The basis of this study is a large collection of pangenomes from a diverse set of prokaryotic species. To establish this collection, we filtered the proGenomes database of annotated prokaryotic genomes [32] to select consistently defined species (see “Methods”, also [31]) for which at least ten high-quality genomes (conspecific isolates/strains/genomes; further referenced as strains or genomes) were available (Fig. 1, also see “Methods”). For each of the resulting 155 species, we computed 21 pangenome features (ranging from pangenome saturation to functional distance, see Fig. 2a and Supplementary Table 1). These features have been shown to characterize different aspects of the pangenome structure and have been previously used in pangenome analyses of individual microbial species [6, 47]. Partitioning the pangenome into subcomponents (“core”, “shell”, “cloud”; see “Methods”) enabled us to relate the evolutionary adaptations of core and accessory genome features to environmental pressures separately. Pangenome subcomponents varied in size, for example, average core-genome size was in the range of 443–5,964 genes; average pangenome size—959–17,739 genes; average shell 18–2,409; average cloud—5–839 genes. We further annotated all genomes and species with regards to their habitat preferences. Yet, environmental metadata for many isolates and prokaryotic species are incomplete and biased towards clinically relevant host-associated annotations, leaving the ecological niches of many species under-characterized. To improve habitat assignments, we used multiple, conceptually different habitat databases. More specifically, we merged the information obtained from the PATRIC database [34], the Microbial Atlas Project database (http://devel.microbeatlas.org/) and the Global Microbial Gene Catalog (http://gmgc.embl.de). This resulted in detailed and accurate habitat annotations using 83 habitat descriptors (see “Methods” and Supplementary Table 3). On average, each species was present in 16.5 ± 7.8 (out of 62 possible) habitats in Microbial Atlas Project; 2.4 ± 1.1 (out of 5 possible) from manually curated PATRIC habitat annotations; and 3.6 ± 2.8 (out of 16 possible) in the Global Microbial Gene Catalog (Supplementary Table 3).

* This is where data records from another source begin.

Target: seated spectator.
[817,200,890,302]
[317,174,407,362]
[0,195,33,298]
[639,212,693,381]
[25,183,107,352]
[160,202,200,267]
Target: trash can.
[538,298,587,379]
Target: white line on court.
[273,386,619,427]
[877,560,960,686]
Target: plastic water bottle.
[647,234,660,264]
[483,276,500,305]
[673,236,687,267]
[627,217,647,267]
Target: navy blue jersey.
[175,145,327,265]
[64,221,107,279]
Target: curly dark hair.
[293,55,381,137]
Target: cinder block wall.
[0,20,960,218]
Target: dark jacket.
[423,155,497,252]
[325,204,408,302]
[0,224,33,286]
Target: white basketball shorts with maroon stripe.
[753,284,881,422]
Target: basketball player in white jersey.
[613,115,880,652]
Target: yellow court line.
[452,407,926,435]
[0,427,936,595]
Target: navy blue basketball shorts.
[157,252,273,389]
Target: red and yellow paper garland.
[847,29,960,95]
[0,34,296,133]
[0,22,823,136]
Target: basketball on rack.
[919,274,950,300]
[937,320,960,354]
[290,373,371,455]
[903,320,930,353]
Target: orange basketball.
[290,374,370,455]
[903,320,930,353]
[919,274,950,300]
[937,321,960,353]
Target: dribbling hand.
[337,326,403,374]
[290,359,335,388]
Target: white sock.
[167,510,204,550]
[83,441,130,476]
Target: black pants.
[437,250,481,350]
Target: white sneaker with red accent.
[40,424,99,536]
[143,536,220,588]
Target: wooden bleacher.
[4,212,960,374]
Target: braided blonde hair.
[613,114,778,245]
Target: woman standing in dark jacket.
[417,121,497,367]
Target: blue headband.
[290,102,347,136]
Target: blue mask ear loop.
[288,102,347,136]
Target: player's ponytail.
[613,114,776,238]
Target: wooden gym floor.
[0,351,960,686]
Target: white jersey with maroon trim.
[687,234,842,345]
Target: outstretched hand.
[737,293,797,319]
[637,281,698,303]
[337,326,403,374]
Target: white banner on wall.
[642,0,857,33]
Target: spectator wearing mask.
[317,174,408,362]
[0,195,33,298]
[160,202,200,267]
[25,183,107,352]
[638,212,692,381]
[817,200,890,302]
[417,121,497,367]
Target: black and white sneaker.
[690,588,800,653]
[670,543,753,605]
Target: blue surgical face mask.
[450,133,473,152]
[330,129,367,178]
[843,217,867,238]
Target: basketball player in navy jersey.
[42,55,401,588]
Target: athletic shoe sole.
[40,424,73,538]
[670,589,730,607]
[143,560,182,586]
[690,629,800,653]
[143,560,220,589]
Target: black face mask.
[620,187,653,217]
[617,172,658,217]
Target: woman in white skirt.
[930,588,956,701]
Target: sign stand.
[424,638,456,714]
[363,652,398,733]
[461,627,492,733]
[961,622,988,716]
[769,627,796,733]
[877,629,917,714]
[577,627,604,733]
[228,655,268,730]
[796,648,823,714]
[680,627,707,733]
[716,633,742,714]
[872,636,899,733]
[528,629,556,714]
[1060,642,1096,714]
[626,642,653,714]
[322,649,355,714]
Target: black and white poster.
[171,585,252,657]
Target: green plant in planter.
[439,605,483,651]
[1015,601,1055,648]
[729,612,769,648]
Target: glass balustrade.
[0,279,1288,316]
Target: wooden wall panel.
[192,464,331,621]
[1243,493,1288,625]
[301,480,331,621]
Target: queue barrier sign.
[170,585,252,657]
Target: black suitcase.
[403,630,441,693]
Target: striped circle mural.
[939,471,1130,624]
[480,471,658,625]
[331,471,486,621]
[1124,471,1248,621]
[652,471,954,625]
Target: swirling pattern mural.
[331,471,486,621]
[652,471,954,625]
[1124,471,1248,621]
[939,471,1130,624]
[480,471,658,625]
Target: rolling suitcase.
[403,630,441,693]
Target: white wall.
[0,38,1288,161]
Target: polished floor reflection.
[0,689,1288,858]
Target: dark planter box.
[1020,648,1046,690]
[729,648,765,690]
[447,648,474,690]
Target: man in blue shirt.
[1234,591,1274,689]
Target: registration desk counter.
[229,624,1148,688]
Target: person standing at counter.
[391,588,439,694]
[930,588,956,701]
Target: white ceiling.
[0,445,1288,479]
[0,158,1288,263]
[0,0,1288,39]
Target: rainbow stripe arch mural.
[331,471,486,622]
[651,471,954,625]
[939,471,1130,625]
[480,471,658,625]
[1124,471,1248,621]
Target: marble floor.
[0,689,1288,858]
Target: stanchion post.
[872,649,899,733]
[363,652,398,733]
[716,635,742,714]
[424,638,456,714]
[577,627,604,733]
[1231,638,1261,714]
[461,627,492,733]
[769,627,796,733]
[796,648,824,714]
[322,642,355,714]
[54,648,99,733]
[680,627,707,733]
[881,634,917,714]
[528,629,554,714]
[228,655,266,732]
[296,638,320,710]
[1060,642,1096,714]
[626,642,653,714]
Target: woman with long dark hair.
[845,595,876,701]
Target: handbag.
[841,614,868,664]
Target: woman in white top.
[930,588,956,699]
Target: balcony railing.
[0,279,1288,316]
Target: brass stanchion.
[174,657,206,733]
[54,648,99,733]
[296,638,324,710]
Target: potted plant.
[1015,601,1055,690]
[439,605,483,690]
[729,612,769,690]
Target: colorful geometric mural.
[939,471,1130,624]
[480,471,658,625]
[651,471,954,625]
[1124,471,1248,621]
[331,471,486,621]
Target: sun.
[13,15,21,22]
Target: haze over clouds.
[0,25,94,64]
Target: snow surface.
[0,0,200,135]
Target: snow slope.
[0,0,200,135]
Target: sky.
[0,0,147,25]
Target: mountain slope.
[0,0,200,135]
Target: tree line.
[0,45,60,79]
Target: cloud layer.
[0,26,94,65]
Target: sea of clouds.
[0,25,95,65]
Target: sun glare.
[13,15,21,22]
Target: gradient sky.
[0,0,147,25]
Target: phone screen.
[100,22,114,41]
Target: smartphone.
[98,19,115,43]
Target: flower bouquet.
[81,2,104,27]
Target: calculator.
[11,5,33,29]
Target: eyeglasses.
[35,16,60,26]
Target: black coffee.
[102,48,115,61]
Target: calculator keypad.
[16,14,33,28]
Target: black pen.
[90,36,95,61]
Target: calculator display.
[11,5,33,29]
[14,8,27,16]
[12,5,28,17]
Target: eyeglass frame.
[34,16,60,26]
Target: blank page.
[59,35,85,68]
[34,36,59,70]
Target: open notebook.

Interdependencies of pangenome features

The relationships between different pangenomes features can be an indication of similar evolutionary pressures acting on the related features. Further, correlations between different features can decrease the accuracy of analyses when not considered. The number of genomes used to infer a species’ pangenome needs to be accounted for as it can potentially influence the calculation of some of these features. Hence, we estimated interdependencies for (i) the number of conspecific strains (the number of genomes per pangenome), (ii) the 21 computed pangenome features, (iii) species ubiquity, and (iv) habitat preference (see Supplementary Table 3 for estimates of pangenome features, Supplementary Table 1 for definition and Supplementary Table 4 for correlation summary) (Fig. 2a). Estimates of pangenome size and the size of its components (core, shell, and cloud) are strongly correlated with each other (Fig. 2a). As expected, mean genome size strongly correlated with several features, including core-genome size (Spearman Rho = 0.955, p < 0.00001), pangenome size (0.963, p < 0.00001), and core-genome nucleotide diversity (0.373, p = 0.00003), indicating that a species’ average genome size is highly predictive of its pangenome features, especially pangenome size. While these results confirm the accuracy of our methodology, we found some pangenome features to be unreliable due to their observed associations with sample size (number of conspecific strains). Significant correlations were found for core-genome saturation, core-genome size, total pangenome size, as well as the sizes of “cloud” and “unique genes”, indicating that sampling biases might affect these features. Hence, we excluded these features from our in-depth analyses. For pangenome and core-genome sizes, we used average normalized size features instead (average of 30 random combinations of nine genomes per species, see Supplementary Table 1 and Supplementary Fig. 1).

Among the reliable features, we unexpectedly found the several pairs of conceptually related pangenome features, which were not correlated. For example, the relationship between genome fluidity [47] and pangenome saturation was not significant (Spearman Rho = 0.15, p = 0.72), despite the fact that both measures are commonly used to estimate the openness of pangenomes [8, 47] (Supplementary Table 1). This might indicate that these two measures characterize different aspects of pangenome openness. Previous studies have hypothesized an implicit sampling bias as a possible explanation for this observation [47], but we did not detect a significant relationship with the number of sampled genomes in our large dataset for either of the two features.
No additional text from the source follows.